Histoire d'une destruction

De nombreux aménagements sont effectués autour de la statue, à l'image de quatre gigantesques fontaines. La place est alors à dominante verte avec ses pelouses à l'ombre des tilleuls. Le piédestal est orné de deux allégories de la Saône et du Rhône en 1721. La place Louis-le-Grand est alors l'un des symboles de Lyon que chaque visiteur se doit d'avoir vus. Sous la Révolution, la place devient un lieu à reconquérir. Débaptisée, elle devient place de la liberté. La guillotine y est parfois installée en alternance avec Terreaux. Le 14 août 1792, l'Assemblée législative prend un décret autorisant la destruction des symboles de l'ancien régime. Lyon en possède deux particulièrement visibles, le bas-relief représentant Louis XIV sur la façade de l'hôtel de ville, ainsi que la statue équestre du monarque. Le premier est détruit sans ménagement. Pour le deuxième, des Lyonnais vont se proposer de racheter la statue, pensant pouvoir la protéger. Leur demande est refusée, elle est détruite sous la présidence du maire Louis Vitet. Aujourd'hui encore, on ne sait ce qu'est devenu le métal, la légende veut qu'il ait été transformé en boulet de canon. Seules les allégories de la Saône et du Rhône vont échapper à la fonte en étant placées à l'hôtel de ville. Ironie finale, la statue parisienne qui lancera la mode des représentations de Louis XIV est aussi fondue durant la Révolution.

Une nouvelle statue

Au début du XIXe, il faut reconstruire la place détruite. Napoléon lance les travaux, son nom est donné à la place. La ville veut le remercier et projette de construire une statue de l'Empereur, ce qui ne se fera pas. En 1814, à la faveur de la Restauration, elle redevient place Louis le grand. Les autorités veulent rétablir une statue de Louis XIV et y parviennent enfin en 1825. Elle est inaugurée le 6 novembre 1825, présentant un aspect assez proche de l'ancienne et mesurant toujours treize mètres sur son socle, et toujours dénués d'étrier.
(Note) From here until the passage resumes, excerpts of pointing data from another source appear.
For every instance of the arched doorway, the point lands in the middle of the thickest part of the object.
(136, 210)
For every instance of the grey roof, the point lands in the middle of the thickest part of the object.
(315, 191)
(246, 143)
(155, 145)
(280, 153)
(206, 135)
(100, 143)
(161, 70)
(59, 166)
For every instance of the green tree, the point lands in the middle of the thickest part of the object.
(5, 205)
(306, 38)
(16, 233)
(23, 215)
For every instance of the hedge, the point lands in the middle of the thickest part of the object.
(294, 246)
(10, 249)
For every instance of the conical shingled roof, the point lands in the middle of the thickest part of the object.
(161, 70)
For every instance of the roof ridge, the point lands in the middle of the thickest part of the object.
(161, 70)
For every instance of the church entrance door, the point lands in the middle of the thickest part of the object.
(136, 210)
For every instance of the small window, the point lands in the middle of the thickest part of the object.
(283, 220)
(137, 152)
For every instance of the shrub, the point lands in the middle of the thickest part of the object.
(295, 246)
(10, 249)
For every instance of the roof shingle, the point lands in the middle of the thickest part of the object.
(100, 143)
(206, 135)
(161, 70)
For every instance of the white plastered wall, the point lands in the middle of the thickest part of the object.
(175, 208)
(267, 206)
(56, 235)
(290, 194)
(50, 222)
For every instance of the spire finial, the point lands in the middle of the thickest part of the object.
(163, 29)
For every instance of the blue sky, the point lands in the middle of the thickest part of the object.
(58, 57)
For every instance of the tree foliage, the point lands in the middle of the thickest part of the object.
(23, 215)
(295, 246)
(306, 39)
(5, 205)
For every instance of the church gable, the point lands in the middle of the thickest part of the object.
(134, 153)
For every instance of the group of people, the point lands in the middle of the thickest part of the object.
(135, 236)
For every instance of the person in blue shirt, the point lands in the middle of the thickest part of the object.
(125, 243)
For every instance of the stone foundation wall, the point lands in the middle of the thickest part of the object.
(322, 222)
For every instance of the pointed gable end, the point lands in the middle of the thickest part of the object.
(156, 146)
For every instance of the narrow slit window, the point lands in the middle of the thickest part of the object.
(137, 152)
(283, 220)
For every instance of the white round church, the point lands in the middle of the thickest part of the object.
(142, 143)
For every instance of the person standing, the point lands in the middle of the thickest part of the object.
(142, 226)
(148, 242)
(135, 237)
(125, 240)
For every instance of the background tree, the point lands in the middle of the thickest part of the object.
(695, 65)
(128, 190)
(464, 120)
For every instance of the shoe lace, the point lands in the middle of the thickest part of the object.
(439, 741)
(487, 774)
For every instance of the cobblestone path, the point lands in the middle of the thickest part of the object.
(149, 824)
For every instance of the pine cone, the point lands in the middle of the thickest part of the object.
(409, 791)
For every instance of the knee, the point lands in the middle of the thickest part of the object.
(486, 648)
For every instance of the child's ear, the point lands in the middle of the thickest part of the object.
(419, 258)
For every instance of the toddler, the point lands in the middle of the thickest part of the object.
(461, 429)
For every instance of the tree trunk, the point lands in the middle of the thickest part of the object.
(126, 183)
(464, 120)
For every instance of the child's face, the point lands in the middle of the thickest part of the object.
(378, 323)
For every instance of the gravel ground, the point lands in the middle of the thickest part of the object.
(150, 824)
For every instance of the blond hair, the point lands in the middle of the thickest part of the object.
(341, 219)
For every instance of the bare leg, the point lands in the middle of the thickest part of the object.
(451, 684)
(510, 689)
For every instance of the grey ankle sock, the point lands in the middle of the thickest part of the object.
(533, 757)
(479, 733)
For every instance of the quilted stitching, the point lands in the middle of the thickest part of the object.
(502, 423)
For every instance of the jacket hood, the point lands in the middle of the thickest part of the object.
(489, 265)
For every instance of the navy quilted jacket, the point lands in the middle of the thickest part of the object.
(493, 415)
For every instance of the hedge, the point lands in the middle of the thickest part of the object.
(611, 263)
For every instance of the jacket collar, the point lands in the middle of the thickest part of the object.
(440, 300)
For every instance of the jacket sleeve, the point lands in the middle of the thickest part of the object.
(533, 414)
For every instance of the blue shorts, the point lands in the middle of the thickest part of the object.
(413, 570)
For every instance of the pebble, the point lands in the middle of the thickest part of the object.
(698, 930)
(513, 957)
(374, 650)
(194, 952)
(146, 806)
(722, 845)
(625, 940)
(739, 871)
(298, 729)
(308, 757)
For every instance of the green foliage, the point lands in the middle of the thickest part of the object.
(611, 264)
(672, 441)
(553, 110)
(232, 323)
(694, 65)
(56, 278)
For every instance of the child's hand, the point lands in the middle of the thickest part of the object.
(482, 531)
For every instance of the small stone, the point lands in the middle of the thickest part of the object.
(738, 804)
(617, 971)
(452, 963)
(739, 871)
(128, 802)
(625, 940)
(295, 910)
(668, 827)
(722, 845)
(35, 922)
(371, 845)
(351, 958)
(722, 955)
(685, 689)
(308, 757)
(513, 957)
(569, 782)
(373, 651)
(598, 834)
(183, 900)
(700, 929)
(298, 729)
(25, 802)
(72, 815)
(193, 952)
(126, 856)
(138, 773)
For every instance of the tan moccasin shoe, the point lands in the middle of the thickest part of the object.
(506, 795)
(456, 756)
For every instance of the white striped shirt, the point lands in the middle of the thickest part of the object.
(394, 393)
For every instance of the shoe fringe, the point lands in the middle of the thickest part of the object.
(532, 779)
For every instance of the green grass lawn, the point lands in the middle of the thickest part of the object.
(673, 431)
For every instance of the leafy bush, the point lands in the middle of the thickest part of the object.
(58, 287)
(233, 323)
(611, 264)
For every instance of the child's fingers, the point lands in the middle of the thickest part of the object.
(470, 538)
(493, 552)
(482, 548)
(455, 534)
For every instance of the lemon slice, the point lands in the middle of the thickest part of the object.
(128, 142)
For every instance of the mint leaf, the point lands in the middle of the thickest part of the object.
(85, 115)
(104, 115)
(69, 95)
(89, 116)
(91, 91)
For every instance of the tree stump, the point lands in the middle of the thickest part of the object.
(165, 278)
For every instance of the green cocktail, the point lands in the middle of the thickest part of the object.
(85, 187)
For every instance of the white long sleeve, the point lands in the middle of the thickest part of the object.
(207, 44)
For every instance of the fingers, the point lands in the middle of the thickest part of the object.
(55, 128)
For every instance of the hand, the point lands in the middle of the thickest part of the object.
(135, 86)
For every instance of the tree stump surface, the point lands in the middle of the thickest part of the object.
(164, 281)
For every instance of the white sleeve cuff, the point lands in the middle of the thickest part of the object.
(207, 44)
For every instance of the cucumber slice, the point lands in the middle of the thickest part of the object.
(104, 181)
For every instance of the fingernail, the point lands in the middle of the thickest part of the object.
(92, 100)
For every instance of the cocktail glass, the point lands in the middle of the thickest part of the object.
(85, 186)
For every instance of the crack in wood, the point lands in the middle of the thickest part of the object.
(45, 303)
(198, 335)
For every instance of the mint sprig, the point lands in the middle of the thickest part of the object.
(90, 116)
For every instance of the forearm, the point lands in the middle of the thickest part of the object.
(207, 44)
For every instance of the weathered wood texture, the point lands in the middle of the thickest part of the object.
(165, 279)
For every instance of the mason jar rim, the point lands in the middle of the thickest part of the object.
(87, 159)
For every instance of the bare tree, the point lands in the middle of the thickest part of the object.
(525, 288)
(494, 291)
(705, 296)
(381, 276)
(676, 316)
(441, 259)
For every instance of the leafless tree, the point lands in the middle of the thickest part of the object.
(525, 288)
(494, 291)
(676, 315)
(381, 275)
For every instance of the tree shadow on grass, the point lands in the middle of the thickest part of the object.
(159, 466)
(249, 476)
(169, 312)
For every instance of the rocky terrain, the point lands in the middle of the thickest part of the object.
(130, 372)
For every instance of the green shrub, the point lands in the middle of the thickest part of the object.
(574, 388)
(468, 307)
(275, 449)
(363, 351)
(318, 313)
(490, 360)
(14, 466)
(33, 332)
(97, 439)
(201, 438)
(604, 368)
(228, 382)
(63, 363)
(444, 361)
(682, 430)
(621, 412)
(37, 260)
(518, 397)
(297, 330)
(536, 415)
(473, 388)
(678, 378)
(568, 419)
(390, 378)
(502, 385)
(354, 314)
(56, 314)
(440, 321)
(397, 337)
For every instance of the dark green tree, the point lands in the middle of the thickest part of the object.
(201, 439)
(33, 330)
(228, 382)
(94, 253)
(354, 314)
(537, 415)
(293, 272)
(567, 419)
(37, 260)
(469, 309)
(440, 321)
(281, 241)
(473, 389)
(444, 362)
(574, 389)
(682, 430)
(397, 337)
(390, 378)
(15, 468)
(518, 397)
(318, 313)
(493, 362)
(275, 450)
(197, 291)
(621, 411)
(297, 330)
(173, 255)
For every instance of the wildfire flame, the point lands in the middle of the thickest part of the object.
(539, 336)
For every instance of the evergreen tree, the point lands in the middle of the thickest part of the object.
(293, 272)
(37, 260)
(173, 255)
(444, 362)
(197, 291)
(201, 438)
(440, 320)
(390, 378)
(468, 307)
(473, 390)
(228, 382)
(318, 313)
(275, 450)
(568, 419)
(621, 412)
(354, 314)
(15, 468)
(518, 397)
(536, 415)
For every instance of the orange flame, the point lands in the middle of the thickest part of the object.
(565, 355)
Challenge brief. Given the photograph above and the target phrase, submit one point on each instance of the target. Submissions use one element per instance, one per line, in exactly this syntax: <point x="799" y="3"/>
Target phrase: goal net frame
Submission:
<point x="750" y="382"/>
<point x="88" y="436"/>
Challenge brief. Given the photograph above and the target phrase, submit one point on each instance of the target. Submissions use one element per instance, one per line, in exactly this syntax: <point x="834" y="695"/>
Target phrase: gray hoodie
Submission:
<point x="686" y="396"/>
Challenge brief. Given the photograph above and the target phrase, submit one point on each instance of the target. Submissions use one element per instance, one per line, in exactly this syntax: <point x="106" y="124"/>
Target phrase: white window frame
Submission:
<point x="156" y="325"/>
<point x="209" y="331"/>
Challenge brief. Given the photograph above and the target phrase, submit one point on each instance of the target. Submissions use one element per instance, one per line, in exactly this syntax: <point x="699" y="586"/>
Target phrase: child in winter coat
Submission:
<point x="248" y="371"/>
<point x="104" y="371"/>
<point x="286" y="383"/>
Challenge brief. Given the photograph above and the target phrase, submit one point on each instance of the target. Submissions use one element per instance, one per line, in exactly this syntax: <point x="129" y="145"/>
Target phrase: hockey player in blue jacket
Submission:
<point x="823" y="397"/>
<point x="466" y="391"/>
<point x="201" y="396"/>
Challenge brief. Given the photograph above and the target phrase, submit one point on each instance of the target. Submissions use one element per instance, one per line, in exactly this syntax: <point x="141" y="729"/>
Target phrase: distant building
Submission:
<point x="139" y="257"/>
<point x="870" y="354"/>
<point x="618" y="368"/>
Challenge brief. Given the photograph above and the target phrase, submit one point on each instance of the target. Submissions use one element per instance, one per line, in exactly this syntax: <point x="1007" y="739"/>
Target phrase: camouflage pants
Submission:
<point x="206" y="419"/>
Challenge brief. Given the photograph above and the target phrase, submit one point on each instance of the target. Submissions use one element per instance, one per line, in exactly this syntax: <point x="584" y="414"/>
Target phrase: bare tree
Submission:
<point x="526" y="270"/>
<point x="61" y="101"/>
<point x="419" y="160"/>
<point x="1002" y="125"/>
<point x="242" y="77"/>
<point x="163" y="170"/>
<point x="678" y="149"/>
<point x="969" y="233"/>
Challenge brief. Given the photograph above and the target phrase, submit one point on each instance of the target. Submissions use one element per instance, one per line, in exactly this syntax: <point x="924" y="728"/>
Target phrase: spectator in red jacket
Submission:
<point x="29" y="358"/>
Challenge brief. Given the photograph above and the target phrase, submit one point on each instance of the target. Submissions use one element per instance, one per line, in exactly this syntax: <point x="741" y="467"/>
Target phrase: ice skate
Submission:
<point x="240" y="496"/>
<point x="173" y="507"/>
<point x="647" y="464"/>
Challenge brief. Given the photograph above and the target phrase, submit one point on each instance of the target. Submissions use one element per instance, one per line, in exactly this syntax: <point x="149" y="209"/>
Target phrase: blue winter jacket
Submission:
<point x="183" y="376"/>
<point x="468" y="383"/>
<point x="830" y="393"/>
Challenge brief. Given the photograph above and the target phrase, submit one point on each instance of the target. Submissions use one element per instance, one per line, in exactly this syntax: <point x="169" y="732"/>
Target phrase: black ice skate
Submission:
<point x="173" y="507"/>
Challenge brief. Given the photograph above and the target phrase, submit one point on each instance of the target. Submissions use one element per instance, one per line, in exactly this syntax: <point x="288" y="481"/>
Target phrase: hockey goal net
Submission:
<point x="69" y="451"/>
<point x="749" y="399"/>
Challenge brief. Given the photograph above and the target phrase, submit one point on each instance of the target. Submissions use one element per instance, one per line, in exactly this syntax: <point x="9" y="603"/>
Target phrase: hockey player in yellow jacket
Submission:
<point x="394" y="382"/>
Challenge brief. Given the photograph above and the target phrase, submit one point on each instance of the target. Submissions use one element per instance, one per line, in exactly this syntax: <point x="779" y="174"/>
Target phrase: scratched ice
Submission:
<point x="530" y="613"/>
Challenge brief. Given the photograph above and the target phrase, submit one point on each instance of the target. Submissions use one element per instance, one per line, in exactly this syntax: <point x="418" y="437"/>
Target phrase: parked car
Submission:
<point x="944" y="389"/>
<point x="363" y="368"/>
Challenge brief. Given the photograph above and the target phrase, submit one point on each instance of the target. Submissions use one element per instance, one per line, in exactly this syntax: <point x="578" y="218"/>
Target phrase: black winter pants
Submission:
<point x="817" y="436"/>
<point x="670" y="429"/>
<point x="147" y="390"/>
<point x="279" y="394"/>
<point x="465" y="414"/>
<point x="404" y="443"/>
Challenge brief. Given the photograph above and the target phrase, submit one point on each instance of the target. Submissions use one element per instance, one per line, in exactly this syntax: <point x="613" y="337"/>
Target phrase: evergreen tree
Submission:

Ainsi, contrairement à la légende, son sculpteur François-Frédéric Lemot ne s'est jamais suicidé pour les avoir oubliés. Il a respecté la tradition du genre, et le modèle d'origine. C'est aussi lui qui a réalisé les lions de la place Sathonay. La statue de Louis XIV va échapper à la destruction après la révolution de 1848. Le symbole est à nouveau une cible de choix, mais protégé grâce à l'inscription sur son socle de la mention "Chef d'oeuvre du citoyen Lemot, statuaire lyonnais, propriété nationale". La disparition du nom du roi en faveur de celui de l'artiste a changé la donne. La même année, la place devient enfin Bellecour, avant de reperdre son nom en 1851, pour redevenir Louis le grand. Bellecour est enfin Bellecour en 1871. Les deux allégories qui avaient trouvé refuge à l'hôtel de ville depuis 1792 sont placées à nouveau au pied de la statue en 1957, achevant une histoire faite de destruction, remplacement, et de révolution, toujours sous la queue du cheval.